Il 2010 è un anno importante. Janine vive uno dei periodi più intensi dal punto di vista concertistico. Anni folli con concerti ogni sera in posti diversi e programmi sempre più impegnativi. “Quando spingi al massimo e sei sul palco – ha detto al Wall Street Journal – non noti che il tuo fisico ti sta dando dei segnali. Ti sembra sempre di poter scalare l’Everest. E’ la musica a spingerti avanti. Poi arriva un momento in cui il corpo ti dice: basta, non ne ho più!”. Janine è preda di un esaurimento fisico che non le permette nemmeno di riabbracciare il violino. Da un giorno all’altro il suo corpo statuario sembra posseduto da un torpore. I mesi sono difficili, grigi, lenti. Janine inizia un lungo percorso di riposo ma anche di riflessione sulla sua vita, sulla sua carriera.
Tre mesi di concerti cancellati senza dare troppe spiegazioni e il dubbio che quella strada sia finita lì. Un male oscuro che però la Jansen pian piano affronta con la stessa veemenza con cui afferra le corde dello Stradivari. Ritornerà a novembre dello stesso anno con il disco “Beau Soire”, un viaggio tra le più suggestive pagine di musica francese accompagnata da un booklet di foto che ritraggono la Violinista in splendida forma. A confermare il ritorno sulle scene, l’uscita nello stesso anno del film documentario “Janine” diretto dal regista olandese Paul Cohen. Un progetto nato molti anni prima quando Cohen ascoltò nel Conservatorio di Utrecht una delle migliori allieve di Philippe Hirschhorn. Il regista rimase estasiato dal suono cristallino, dalla musicalità naturale e senza pretese. La voce del suo violino e il viso di quella splendida quindicenne accompagneranno discretamente la vita di Cohen facendo crescere in lui il desiderio di renderla protagonista di un film. Passano quattordici anni e finalmente nel 2007 hanno inizio le riprese. Janine è molto impegnata perché nello stesso anno registra le “Invenzioni” e la “Partita n. 2” di Bach. Il progetto l’entusiasma e si coinvolge con la solita passione. “Man mano che andavamo avanti con le riprese – racconta al Foglio Paul Cohen – mi sono reso conto del suo grande talento di fronte alla telecamera. Suonava e il suo corpo irradiava musica. Il fluire delle sue espressioni e della sua bellezza sono oro per il cinema. Ogni volta che la mia macchina fotografica si soffermava su di lei, ero invaso dalla sua intensità”. Nel film Janine parla pochissimo: il suo linguaggio è la musica, quindi viene spesso ripresa o nei concerti o nella vita al di fuori della musica. La parola invece è affidata a tutte le persone a lei più vicine che ne raccontano gli aspetti più quotidiani.

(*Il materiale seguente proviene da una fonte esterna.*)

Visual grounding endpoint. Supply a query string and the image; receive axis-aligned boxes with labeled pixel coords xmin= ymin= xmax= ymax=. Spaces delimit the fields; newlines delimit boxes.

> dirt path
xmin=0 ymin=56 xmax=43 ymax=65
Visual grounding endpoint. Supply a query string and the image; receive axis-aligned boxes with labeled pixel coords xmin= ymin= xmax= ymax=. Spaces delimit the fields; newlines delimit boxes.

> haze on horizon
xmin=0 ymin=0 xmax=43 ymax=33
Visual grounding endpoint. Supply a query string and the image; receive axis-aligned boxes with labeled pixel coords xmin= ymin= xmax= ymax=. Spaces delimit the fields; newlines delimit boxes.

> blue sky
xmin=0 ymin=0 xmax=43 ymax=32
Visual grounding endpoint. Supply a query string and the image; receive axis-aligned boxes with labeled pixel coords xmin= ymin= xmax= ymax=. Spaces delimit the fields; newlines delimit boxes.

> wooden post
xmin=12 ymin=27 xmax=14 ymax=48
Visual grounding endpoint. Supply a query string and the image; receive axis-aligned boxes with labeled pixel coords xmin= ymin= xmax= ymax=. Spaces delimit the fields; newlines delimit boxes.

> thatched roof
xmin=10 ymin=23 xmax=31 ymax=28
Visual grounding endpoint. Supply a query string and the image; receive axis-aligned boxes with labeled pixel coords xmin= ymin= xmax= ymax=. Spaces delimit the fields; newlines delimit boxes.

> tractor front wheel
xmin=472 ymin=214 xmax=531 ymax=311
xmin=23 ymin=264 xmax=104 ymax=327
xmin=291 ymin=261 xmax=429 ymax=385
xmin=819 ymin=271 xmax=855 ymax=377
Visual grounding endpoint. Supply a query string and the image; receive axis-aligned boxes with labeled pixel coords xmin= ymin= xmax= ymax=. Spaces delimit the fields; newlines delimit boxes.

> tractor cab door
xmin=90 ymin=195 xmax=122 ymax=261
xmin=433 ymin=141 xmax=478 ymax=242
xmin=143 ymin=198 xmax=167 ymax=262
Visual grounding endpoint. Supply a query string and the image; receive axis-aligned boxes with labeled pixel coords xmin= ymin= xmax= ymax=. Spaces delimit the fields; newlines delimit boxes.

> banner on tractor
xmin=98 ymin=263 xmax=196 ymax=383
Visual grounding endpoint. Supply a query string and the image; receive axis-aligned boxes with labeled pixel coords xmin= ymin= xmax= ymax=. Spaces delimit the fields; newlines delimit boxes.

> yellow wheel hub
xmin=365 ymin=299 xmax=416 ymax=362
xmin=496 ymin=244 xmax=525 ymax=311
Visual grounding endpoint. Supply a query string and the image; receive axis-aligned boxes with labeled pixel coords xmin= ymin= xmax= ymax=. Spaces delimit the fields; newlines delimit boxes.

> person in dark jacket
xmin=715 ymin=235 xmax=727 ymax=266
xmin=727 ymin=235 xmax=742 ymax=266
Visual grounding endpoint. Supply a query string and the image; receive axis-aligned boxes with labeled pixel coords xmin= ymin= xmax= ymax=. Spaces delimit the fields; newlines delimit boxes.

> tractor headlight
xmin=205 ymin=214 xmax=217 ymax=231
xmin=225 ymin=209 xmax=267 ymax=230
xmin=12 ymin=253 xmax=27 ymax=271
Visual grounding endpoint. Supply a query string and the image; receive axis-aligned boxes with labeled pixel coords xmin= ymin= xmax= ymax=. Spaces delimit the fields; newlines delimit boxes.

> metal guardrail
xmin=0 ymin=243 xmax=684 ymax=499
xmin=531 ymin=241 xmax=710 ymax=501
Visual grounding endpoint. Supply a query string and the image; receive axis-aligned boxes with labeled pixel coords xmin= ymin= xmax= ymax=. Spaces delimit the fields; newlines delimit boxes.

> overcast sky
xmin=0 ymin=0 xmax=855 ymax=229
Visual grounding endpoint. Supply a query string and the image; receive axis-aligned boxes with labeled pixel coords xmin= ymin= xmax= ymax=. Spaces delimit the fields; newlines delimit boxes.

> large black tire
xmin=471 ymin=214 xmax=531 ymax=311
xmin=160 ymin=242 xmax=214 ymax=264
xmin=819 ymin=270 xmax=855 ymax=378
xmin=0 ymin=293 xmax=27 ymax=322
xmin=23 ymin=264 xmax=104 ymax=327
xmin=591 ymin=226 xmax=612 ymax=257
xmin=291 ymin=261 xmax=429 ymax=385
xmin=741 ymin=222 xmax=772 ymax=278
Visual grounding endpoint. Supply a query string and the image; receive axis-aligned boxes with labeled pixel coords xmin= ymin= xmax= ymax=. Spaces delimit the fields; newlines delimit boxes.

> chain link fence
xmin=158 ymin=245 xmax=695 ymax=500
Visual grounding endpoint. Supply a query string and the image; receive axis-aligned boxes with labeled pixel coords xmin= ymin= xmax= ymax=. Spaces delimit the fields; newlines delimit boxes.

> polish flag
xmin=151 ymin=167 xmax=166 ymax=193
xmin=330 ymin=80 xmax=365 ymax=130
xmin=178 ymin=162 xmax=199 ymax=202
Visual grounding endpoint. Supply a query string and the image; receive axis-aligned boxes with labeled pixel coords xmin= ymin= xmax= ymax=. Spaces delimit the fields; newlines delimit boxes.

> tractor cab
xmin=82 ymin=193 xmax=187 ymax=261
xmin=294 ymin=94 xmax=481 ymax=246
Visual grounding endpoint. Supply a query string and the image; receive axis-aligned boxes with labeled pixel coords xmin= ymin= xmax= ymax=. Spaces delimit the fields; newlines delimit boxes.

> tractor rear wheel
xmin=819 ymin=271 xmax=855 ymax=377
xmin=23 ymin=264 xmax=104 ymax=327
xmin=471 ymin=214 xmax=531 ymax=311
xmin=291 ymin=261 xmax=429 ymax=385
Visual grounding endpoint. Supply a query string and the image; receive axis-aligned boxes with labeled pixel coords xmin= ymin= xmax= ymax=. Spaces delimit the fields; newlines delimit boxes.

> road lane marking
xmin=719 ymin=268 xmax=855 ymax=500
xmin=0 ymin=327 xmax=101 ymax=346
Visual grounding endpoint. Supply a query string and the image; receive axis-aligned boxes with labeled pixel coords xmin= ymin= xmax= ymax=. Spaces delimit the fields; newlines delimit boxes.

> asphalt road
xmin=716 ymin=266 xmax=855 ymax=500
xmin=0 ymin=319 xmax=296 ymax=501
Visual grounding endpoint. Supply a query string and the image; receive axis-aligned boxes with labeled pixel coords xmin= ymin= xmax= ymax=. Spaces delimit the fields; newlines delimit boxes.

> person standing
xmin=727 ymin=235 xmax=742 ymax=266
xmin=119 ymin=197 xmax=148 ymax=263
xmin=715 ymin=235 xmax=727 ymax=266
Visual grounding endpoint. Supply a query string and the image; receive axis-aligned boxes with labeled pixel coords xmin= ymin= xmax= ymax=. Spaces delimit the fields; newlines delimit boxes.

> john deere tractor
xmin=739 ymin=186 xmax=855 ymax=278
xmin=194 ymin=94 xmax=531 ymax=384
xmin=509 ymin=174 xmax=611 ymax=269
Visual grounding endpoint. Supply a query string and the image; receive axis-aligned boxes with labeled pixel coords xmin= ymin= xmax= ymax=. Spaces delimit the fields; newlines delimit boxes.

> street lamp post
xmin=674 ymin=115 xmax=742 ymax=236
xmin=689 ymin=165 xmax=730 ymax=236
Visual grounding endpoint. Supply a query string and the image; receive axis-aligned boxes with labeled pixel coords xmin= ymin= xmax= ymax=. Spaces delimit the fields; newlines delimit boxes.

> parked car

Il film inizia con un campo lungo su di lei che non sta suonando: è l’introduzione del “Concerto per violino” di Beethoven. E’ ferma, attorniata dall’orchestra. Il suo corpo e la sua anima sono dentro la musica. Il successo del film e la bellezza del disco la riporteranno nuovamente in giro per il mondo suonando il suo Stradivari. Più consapevole dei suoi limiti ma ancor più dentro la musica. La sua vita.